Scientists, engineers and dignitaries traveled to East Tennessee recently to celebrate the National Science Foundation’s (NSF) award of $65 million, the largest grant ever to UT, to build a new supercomputer at Oak Ridge National Laboratory (ORNL). The new machine, named Kraken, which is the anchor facility for the National Institute for Computational Sciences, places UT among a handful of elite academic institutions in the nation with such a capability.

Within a year, UT will field the nation’s most powerful academic supercomputer, capable of nearly 1,000 trillion computations per second. The system will be part of the NSF-supported TeraGrid, a national network of supercomputers that is the world’s largest and most comprehensive cyberinfrastructure for open scientific research. TeraGrid currently supports more than 1,000 projects and more than 4,000 researchers across the United States. This new supercomputer will attract top scientists and engineers to the Knoxville-Oak Ridge Innovation Valley. With the massive power of Kraken, together with world-leading experimental capabilities at UT and ORNL, we are in a position to advance the frontiers of science.

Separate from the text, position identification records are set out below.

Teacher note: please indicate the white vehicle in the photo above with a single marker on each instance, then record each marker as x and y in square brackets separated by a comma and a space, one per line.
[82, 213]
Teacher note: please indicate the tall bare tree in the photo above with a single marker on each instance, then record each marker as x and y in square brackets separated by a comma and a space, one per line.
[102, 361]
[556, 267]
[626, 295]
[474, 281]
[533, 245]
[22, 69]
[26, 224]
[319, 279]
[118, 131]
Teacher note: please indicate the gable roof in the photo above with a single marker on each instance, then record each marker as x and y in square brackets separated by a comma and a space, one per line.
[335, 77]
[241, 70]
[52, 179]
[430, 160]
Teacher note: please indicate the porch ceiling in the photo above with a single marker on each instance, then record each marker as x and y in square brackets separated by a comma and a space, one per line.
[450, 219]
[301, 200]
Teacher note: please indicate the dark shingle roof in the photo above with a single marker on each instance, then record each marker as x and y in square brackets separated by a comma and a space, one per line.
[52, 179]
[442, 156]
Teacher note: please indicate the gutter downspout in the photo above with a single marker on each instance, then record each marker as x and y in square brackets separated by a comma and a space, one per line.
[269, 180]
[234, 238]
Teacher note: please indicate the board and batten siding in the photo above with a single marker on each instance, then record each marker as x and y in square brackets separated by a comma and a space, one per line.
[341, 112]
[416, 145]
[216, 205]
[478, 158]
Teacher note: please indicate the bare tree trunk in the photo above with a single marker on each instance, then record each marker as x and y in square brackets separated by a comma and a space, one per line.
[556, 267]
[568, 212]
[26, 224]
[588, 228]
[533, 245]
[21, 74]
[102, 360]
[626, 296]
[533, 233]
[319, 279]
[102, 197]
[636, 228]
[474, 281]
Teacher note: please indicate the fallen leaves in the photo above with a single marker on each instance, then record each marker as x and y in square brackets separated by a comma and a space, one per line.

In fact, we are already at the top of our game in several areas. With the Department of Energy’s National Center for Computational Sciences at ORNL, we now have two world-leading supercomputing facilities. Combined with nationally recognized programs at UT and ORNL and a commitment to world-class academic and economic partnerships, these new facilities position us for continued leadership.

Why does this matter to Tennesseans? With supercomputing, we expect to be able to tailor drugs to an individual’s genetic makeup. We also have the potential to alter individual cells, which could lead to breakthroughs in the treatment Alzheimer’s, cancer, diabetes and Parkinson’s.

The NSF award to UT and the new computing center are important steps in creating a bright future for our region. Never before have we been able accurately to anticipate, analyze and plan for complex events that have not yet occurred – from the operation of a fusion reactor running at 100 million degrees centigrade, to the changing climate of the 22nd century. Combined with the more traditional approaches of theory and experiment, scientific computation is a profound tool for insight and solution.

We are fortunate to have a strong tradition of scientific discovery in Tennessee and the partnership of UT and ORNL is poised to usher in the next scientific revolution. By any measure, our record is outstanding, and the strength and creativity of our science base has proved to be a key national asset.

Thomas Zacharia is vice-president for science and technology at UT and associate laboratory director for computing and computational sciences at ORNL.